Triangulating a Game Design

What core mechanic am I trying to design a game around? It changes when I try to pin it down, so I have found it difficult to settle on a concrete mechanic. For today, let's say: I want a programming game mechanic that can be used to build and traverse layers of abstraction, with the sense of place and movement of a video game. Maybe I can define this better by contrasting with existing games nearby in design space.

First, there are some genres I'm not interested in designing. Competitive programming games seem too hard to balance, and I'm generally not interested in a RTS or RPG with programmable strategy. I'll also avoid indirectly commanding a robot around a maze, this leaves little room for growth1 and has been overdone. So what else is out there?

In Hack 'n' Slash, the player explores both the game world and the game's own data structures, through various hacking and debugging tools. This is the game I resonate with the most, though there's little programming involved, besides a cool interface for viewing Lua bytecode disassembly. There's also Glitchspace, which is 3D and requires a good deal of visual programming, but it is more of a puzzle game in a sterile, disconnected world.

Baba Is You is a puzzle game where the player needs to think deeply about puzzle game mechanics. In late stages of English Country Tune, the player must build a solvable puzzle, looking at the mechanics from a new perspective. I consider these to be puzzle games about puzzle games. Could there be a game like this about models and methods of programming?

There are bottom-up games like MHRD and Silicon Zeroes, played by building a computer hierarchically from tiny primitives2. It's helpful to have the tutorial and workbench integrated, but these have dry gameplay and an uninteresting (or absent) game world. Working through nand2tetris might be more fun, for someone inclined to learn. Is it possible to do this with a more embodied feel like Rocky's Boots or Robot Odyssey? With more apparent choice, exploration, and discovery?

In the Zachtronics design puzzle games (Spacechem, Infinifactory, Shenzhen I/O, etc), the puzzle progressions are well chosen to introduce ideas without expressing them explicitly. But these games are mostly about how hard it is to get anything done with limited tools and resources, keeping track of things with no structural assistance3. Systematic puzzles like Toki Tori 2, Stephen's Sausage Roll, and A Monster's Expedition also allow the player to discover techniques, but the focus is still on puzzling through the details of some tricky system, without ever transcending it.

I'm drawn to the grammatical magic systems first seen in Dungeon Master, where spells are strings of symbols reflecting the physics/metaphysics of the game world. That physics tends to mostly involve making hit points go up and down, though. Spell building games like Magicmaker tend not to go beyond macros. CodeSpells has a lot of programming power available, but it never went beyond a sandbox, and the magic programming just feels like programming. Since the game world is a software construct, there should be more resonance possible between the magic system and programming. Rick Cook's Wizardry books take an interesting angle: In a world where traditional fantasy magic users are effectively working in machine code, a programmer from our world can become extremely powerful by implementing a higher level language4.
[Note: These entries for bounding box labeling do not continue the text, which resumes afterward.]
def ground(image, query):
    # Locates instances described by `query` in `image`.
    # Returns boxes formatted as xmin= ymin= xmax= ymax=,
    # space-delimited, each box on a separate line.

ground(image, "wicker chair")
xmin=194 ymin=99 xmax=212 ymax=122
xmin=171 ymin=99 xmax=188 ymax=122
One way to get a player thinking about programming is by debugging an existing program, there are many examples of game-like interfaces for this in the educational literature. As an example, consider the robot programming game Gidget: Some players don't try to understand the existing buggy code, they ignore it and look for a simple way to solve the maze problem. UUhistle has an interesting way to direct a student's attention to program semantics: It requires the student to act out the execution steps of a Python program, including details like creating stack frames for function calls and dragging values around to initialize variables. It might be interesting to allow the player to build an interpreter to automate this drudgery5.

There, I've broken my 8 year blog silence! There's even a new RSS feed. I'll try to post more as I think things through. Please email me at if you're interested, and I'd love to hear about any related games I missed!

[1] Robot maze games were discussed in Code-worthy Gameplay.

[2] I've been meaning to play Turing Complete, which might improve on this, though the programming doesn't go past assembly.

[3] Design puzzles were discussed in Machine Languages.

[4] For some earlier thoughts about magic see Magical Programming.

[5] I discussed user-designed interpreters in Won't Get Fooled Systematically and Shell Script of the Gods.